The paramedic explained that pot can degrade. Old pot still has an effect, but often not a good one. She started to give me advice about how to do pot in the future before I tried to make a joke about her being a drug dealer.

“Am I going to prison?” I finally asked.

They laughed and assured me that what happened to me is pretty common. There are CBD stores all over Iowa City and, apparently, they get a couple calls a week about somebody who had a bad experience with pot.

They took my vitals and convinced us that I hadn’t had a stroke or a seizure. The punchline to this – well, one of the punchlines – is that my blood pressure was lower than it has been in years. In fact, that might have been what caused me to go out. Low blood pressure.
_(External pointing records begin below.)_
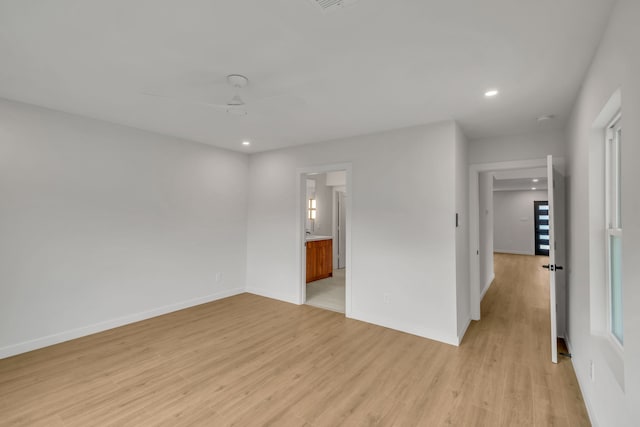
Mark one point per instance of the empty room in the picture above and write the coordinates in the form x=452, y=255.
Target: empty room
x=319, y=213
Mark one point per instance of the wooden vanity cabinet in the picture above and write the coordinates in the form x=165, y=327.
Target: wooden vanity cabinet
x=319, y=259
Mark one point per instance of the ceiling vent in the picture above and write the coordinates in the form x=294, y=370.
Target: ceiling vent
x=332, y=5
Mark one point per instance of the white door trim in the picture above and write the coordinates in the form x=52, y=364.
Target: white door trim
x=474, y=222
x=301, y=237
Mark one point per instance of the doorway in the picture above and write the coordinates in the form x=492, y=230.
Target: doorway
x=541, y=227
x=325, y=237
x=478, y=288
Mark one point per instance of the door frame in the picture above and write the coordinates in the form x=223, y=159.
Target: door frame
x=474, y=222
x=301, y=214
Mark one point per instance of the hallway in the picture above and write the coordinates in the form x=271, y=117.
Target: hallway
x=250, y=360
x=515, y=376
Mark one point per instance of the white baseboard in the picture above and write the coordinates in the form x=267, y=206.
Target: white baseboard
x=25, y=346
x=500, y=251
x=293, y=299
x=407, y=328
x=464, y=331
x=581, y=381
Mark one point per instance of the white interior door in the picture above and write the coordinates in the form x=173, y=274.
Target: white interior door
x=556, y=251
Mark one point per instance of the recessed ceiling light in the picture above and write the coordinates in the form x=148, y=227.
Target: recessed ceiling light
x=546, y=117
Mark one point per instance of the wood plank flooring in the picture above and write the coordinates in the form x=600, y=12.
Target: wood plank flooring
x=251, y=361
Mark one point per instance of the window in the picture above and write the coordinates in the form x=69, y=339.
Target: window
x=614, y=227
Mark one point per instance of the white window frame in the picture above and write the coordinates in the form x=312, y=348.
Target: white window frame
x=613, y=217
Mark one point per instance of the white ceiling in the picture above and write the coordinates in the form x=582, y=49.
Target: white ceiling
x=372, y=66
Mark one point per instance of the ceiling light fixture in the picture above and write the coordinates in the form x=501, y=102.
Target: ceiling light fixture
x=546, y=117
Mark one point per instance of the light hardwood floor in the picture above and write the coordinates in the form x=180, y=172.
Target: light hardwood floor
x=251, y=361
x=328, y=293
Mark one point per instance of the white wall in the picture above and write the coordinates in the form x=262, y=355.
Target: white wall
x=485, y=222
x=616, y=65
x=462, y=232
x=402, y=231
x=323, y=225
x=518, y=147
x=513, y=221
x=102, y=225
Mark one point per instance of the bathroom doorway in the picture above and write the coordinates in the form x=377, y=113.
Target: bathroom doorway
x=325, y=242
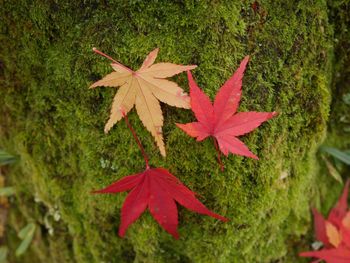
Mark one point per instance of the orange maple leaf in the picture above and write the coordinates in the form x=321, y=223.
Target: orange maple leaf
x=144, y=88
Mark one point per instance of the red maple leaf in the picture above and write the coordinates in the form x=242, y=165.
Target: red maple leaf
x=158, y=190
x=333, y=232
x=220, y=119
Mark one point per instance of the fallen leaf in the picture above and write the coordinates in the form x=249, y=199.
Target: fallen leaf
x=221, y=120
x=158, y=190
x=144, y=89
x=334, y=232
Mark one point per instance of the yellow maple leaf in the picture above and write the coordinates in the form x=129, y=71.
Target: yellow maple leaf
x=144, y=88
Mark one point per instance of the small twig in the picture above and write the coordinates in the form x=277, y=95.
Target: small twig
x=137, y=140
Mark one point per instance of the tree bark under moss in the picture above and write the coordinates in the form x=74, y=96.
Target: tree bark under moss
x=55, y=124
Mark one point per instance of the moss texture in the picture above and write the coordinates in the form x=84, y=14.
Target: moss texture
x=51, y=119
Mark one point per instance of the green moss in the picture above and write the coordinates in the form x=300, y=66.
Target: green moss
x=50, y=118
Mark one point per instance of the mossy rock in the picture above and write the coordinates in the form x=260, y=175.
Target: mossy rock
x=55, y=124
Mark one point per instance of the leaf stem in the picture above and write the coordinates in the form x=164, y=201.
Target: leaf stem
x=218, y=151
x=110, y=58
x=137, y=140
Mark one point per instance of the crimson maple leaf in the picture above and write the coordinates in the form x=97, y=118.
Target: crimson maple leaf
x=334, y=233
x=157, y=189
x=220, y=119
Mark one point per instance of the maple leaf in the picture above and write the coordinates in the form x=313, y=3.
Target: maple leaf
x=220, y=119
x=333, y=232
x=144, y=88
x=159, y=190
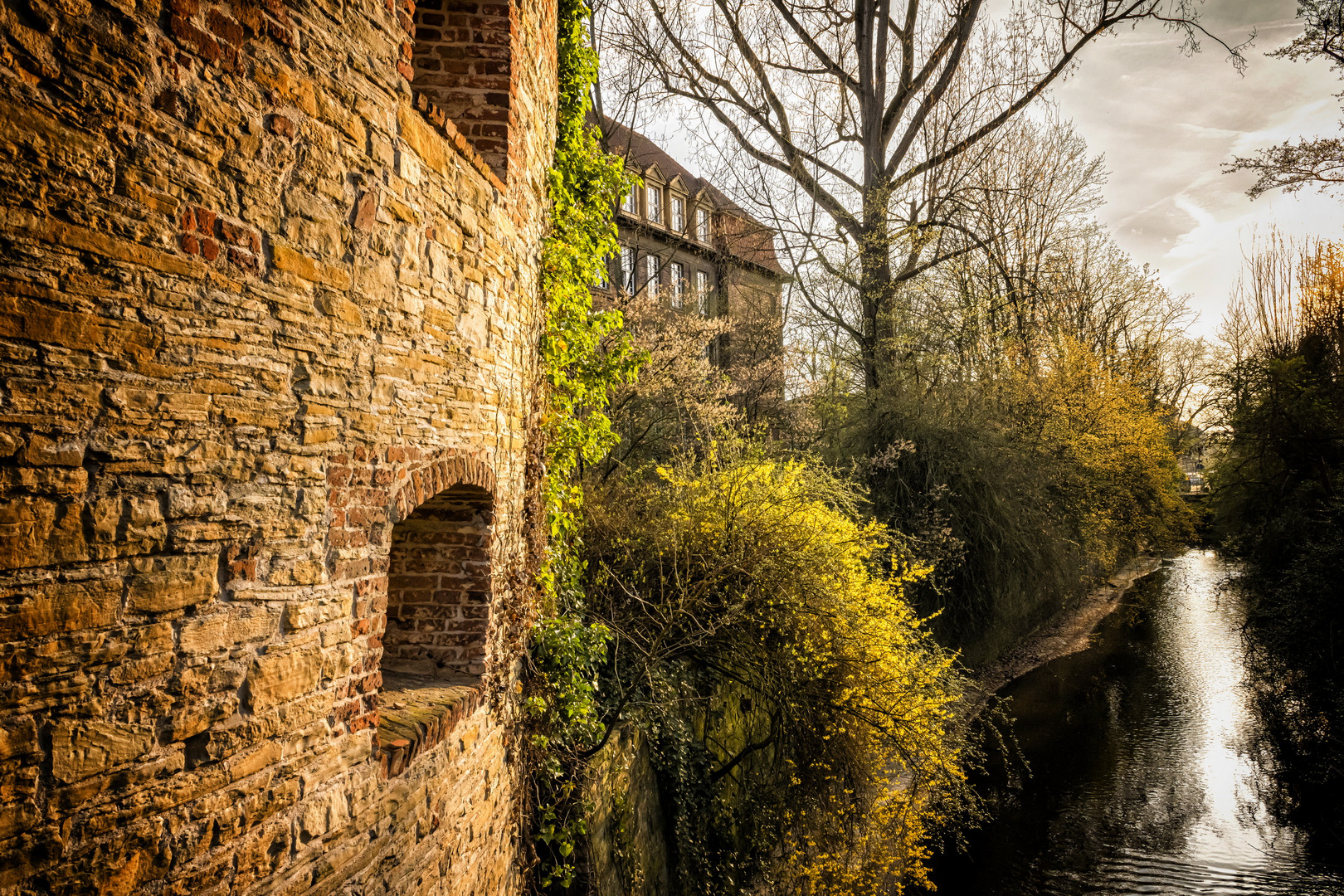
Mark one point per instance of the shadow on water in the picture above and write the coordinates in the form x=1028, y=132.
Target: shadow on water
x=1144, y=772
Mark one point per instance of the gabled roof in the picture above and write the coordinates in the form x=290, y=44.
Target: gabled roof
x=745, y=236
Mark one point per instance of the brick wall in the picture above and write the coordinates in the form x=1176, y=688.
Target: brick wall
x=256, y=310
x=461, y=63
x=438, y=586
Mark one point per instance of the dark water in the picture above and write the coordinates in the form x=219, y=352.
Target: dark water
x=1144, y=776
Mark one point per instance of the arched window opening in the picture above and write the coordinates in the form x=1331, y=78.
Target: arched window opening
x=463, y=66
x=438, y=587
x=438, y=613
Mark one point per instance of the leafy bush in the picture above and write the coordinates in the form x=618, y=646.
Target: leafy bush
x=804, y=719
x=1025, y=489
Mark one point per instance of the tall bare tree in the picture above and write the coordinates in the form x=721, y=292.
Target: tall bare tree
x=1308, y=163
x=856, y=125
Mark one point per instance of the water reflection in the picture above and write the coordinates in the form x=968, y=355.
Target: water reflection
x=1144, y=777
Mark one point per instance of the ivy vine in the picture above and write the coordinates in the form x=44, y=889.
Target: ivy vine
x=585, y=353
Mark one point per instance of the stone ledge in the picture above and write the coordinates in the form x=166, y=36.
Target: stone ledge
x=417, y=712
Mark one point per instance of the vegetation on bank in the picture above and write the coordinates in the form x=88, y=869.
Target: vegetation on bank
x=739, y=574
x=1278, y=505
x=804, y=723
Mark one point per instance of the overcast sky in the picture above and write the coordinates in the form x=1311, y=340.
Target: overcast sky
x=1166, y=123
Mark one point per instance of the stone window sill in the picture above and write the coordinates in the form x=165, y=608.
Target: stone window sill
x=417, y=712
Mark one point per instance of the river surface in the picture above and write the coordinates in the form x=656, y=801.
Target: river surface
x=1144, y=772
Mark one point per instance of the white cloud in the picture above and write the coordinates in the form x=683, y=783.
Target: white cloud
x=1166, y=124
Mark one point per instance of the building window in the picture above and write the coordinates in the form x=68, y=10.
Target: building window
x=628, y=269
x=678, y=275
x=652, y=270
x=656, y=204
x=438, y=613
x=464, y=74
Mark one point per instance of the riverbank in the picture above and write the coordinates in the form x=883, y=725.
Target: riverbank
x=1068, y=633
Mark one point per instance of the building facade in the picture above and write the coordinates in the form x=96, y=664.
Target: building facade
x=270, y=310
x=687, y=245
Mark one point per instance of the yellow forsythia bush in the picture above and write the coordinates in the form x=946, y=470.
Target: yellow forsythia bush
x=761, y=626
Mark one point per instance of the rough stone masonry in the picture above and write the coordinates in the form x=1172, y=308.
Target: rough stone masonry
x=268, y=325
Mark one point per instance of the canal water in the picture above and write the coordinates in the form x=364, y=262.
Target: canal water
x=1144, y=776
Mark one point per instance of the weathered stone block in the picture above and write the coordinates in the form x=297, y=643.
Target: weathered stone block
x=85, y=748
x=279, y=677
x=66, y=607
x=234, y=625
x=164, y=583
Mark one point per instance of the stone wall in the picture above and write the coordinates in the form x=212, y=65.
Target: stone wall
x=256, y=309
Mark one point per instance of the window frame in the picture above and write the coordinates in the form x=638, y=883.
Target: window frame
x=654, y=199
x=652, y=271
x=676, y=277
x=629, y=268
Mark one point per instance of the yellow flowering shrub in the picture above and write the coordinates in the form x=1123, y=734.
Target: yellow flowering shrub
x=806, y=720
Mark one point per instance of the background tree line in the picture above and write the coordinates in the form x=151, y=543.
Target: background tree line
x=784, y=594
x=1277, y=438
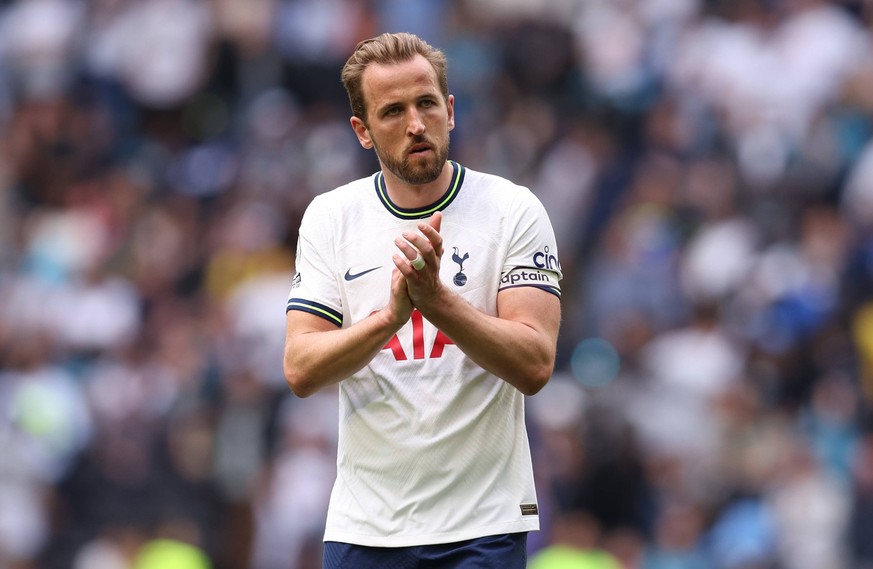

The paramedics packed up and left me alone with my family on a Saturday night, riding out a bad buzz.

***

I told the boys what happened after the paramedics left. I was honest about taking marijuana. I told them how sorry I was. I shared that I had childhood memories of scary moments with my parents that sometimes involved drugs or alcohol. I was ashamed to have given them that sort of experience.

Solomon and Samson didn’t leave my side the rest of the night. They wanted to make sure I didn’t Mitch McConnell again. We finished the board game we were playing. We played Switch. I felt terrible.

As I wrote, I never liked pot as a teenager. I tried it a handful of times. It usually made me anxious or paranoid. I don’t really remember good experiences with it. I think I ate some brownies with some hipsters in my twenties. We went and saw The King and I at the Ordway. I think that was the last time I had pot before the story I just told you. Maybe there was a Tom Petty concert in there too. The memory is hazy.

I tossed the rest of the gummies in the trash. No judgment if you are somebody who enjoys getting high, but it just isn’t for me. At least not right now. So I’ll keep making my way forward, figuring out how to make my way though things without vices. Clean cut. Not because I believe in purity, but because I don’t want my family to think I’m having a stroke again. That was terrifying.

So there it is. Most people I told this story to thought it was very funny. It wasn’t funny to Katie or the boys on Saturday. Though they are starting to come around. It wasn’t funny to me when it happened but, in retrospect, it is kind of funny. If one of the punchlines was about my blood pressure, here is another one: Sam Tanner can’t hold his shit.

Sam Tanner: Up in Smoke. I think my career as a pot comedian, unlike Cheech, Chong, or Dave Chapelle is over before it started.